I was feeling very nostalgic, I came across a favorite song of mine that I always listen to but this version was different. Counting stars, it's a well-known song that is still relevant even after years and like I said I listen to it all the time. But the one that I love even more is a cover made by R5 and The Vamps. I adore both bands and it was an absolute joy to see them work together. This cover made me listen to the original. Without it I wouldn't have made such a discovery.

This cover is near and dear to my heart because after I listened to it, I got an amazing news. This cover fills me with hope, the song isn't necessarily about that but when I listened to it my dream came true. My favorite bands at the time were singing together and I got accepted in this futuristic type of a camp. 

So when I accidentally came across it, I was filled with hope again. I felt like everything is okay and it was.

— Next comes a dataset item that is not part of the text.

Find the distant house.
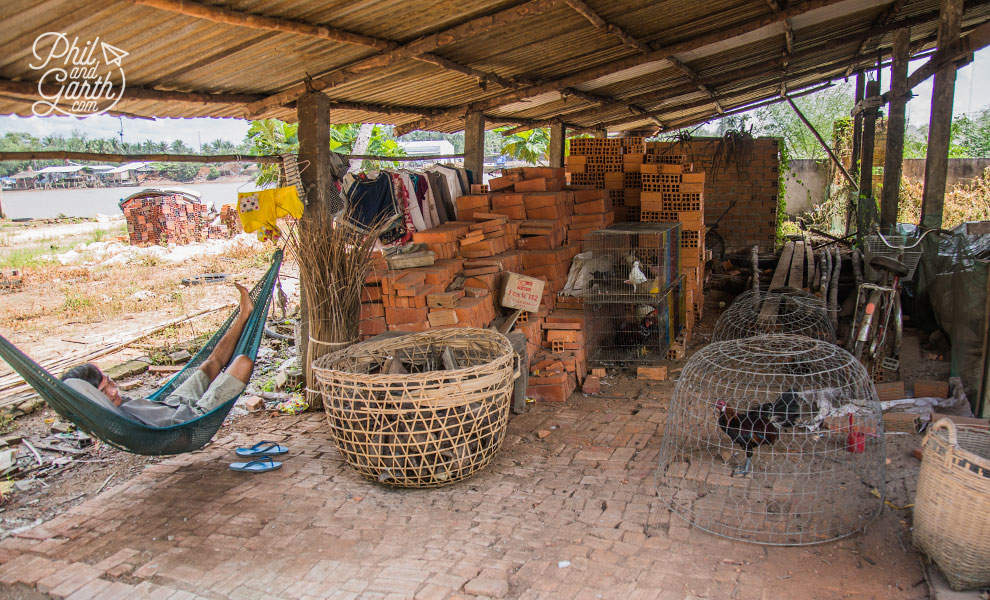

It's those rare moments that I continue to live for. The moments of absolute peace and quiet, where your mind is filled with nothing but hope and happiness, where your heart isn't aching anymore, where everything seemed perfect even if it was just for a second.

I smiled softly to myself. Being in New York has changed me. It made me feel lighter, happier, more open, my anxiety wasn't defining me anymore nor was my weight or my physical appearance. I don't know whether it was the atmosphere around me or the people that I surround myself with or just me that helped me, but I was definitely...better. So much better.

Suddenly, my alarm clock went off. It reminded me that my break was over. It was my second day at work and it has been great so far. Unfortunately, Aries wasn't there yesterday. He took a day off forgetting that it was my first day, he apologised over the phone yesterday which was very sweet of him, he didn't really need to apologise, especially not to me.

I went back outside. I hid away in the break room till my break was over. I wasn't hungry nor did I bring enough money to buy something reasonable anyway.

I helped some customers here and there. Returned clothes to their places and made sure the dressing rooms were all clean. After that, I headed to the register. It was my turn to be a cashier today. Aries arrived soon after. From what I gathered he only works part-time. I work full time on the weekends and part-time during school days. It was better this way. My schedule also didn't intertwine with Aries's as much as I hoped to. We only see each other in the store three days a week. But it's not like I need to see him more than that, I see enough of him in school.

"How's your day going?" He asked as I took the register next to him. I flashed him a smile before answering.

"It has been great." It truly has. It wasn't as crowded as yesterday and I was definitely not as nervous as I was yesterday.

"The boss is pleased with you." He smirked. "I'm proud of you." This time a genuine smile appeared on his face. My heart fluttered at his statement and my cheeks heated up.